L'isola felice dei misteri
La Basilicata come un’isola felice. Questo stereotipo è duro a morire, anche al cospetto dell’evidenza. Se in Puglia c’è la sacra corona unita, in Campania c’è la camorra e in Calabria la ‘ndrangheta, in Basilicata che si trova al crocevia di questi territori esiste una criminalità organizzata? Forse, ma non c’è organicamente una verità processuale. Ci sono stati, però, nel corso degli anni una serie di omicidi per i quali i colpevoli non sono mai stati assicurati alla giustizia. A tutto questo bisogna aggiungere che spesso alcuni fatti di sangue piuttosto gravi restano nel dimenticatoio di una regione con la memoria corta e offuscata. Storie diverse, ma tutte legate dal filo invisibile della giustizia che non ha fatto giustizia. Ecco alcuni casi.
Maria Antonietta Flora
Lagonegro, 10 novembre 1984. All’epoca aveva 27 anni e insegnava in una scuola materna. Sposata con un dipendente dell’Enel e madre di due bambini piccoli, la donna è uscita da casa con la sua automobile: un’Autobianchi A 112 di colore blu. Da quel momento se ne perdevano le tracce. La donna avrebbe detto che usciva per andare a fare un’iniezione. Il giorno dopo l’automobile veniva ritrovata in una piazzola di sosta dell’autostrada Salerno – Reggio Calabria, tra gli svincoli di Lagonegro. Nell’automobile c’erano macchie di sangue, ma della donna nessuna traccia. Il cadavere non è stato mai ritrovato.
Domenico Di Lascio
Lagonegro, 11 gennaio 1989. Domenico era al telefono nello studio al primo piano del suo mobilificio a Nemoli, sul lago Sirino, in provincia di Potenza. Qualcuno all'improvviso è entrato nella stanza e gli ha sparato con una pistola calibro 6,35. Di Lascio moriva dopo qualche giorno di agonia nella sala rianimazione dell'ospedale San Carlo di Potenza. Ad oggi nessun movente e nessun colpevole.
Tiziano Fusilli
Potenza, 22 maggio 1989. Tiziano è stato assassinato in un agguato, raggiunto da due colpi di pistola all'addome. Il giovane stava sistemando alcune aiuole per conto della comunità montana. I suoi killer erano a bordo di una moto con i volti coperti dai caschi. L’hanno chiamato per nome e hanno esploso i colpi. Tiziano moriva qualche ora più tardi in ospedale.
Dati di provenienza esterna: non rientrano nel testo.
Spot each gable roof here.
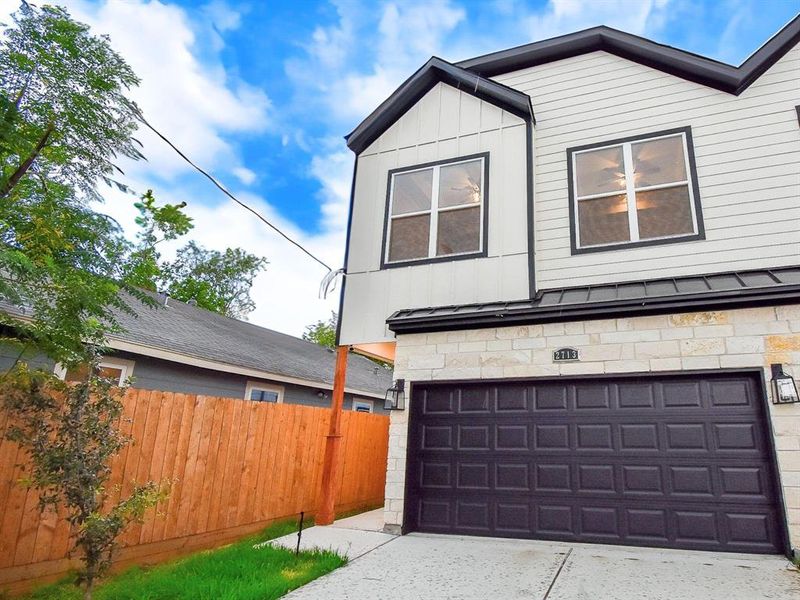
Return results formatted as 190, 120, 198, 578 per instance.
345, 56, 533, 154
457, 15, 800, 95
387, 266, 800, 333
109, 296, 392, 398
345, 15, 800, 154
0, 292, 392, 398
Le uniche parole che è riuscito a pronunciare sono state: "Lo hanno detto e lo hanno fatto". Aveva 28 anni, un lavoro e una giovane moglie in attesa della loro prima figlia. Aveva commesso alcuni sbagli nella sua breve vita, ma aveva deciso di voltare pagina e ci stava riuscendo. Chi non condivideva la sua scelta di "uscire dal giro"?
Vincenzo De Mare
Scanzano Jonico, 26 luglio 1993. Vincenzo faceva l'autotrasportatore per conto terzi. Lavorava anche con la "Latte Rugiada", azienda agroalimentare che aveva i depositi in località Terzo Cavone.
Quel giorno un killer lo aspettava nel suo podere di campagna. Gli sparava due colpi e lo uccideva. Possibile movente: l’uomo si sarebbe rifiutato di effettuare trasporti illeciti di rifiuti pericolosi.
Giovanni De Blasiis
Potenza, 14 novembre 2004. È stato ritrovato morto nella casa di campagna alla periferia di Armento. Aveva lavorato come responsabile dell’ufficio legislativo del consiglio regionale di Basilicata ed era stato anche consigliere per la Dc al comune di Potenza dal 1985 a 1995. Non è ancora chiaro se si è suicidato o “è stato suicidato”. In seguito, infatti, alla notifica di un avviso di garanzia per abuso d’ufficio e turbativa d’asta, aveva deciso di collaborare con la giustizia perché voleva raccontare le vicende di un intreccio potentissimo di lobby di potere.
L’elenco potrebbe continuare, a testimonianza che la Basilicata non è un’isola felice, ma come diceva Pasolini il 14 novembre 1974: “Io so tutti questi nomi e so tutti questi fatti di cui si sono resi colpevoli… Io so. Ma non ho le prove. Non ho nemmeno indizi".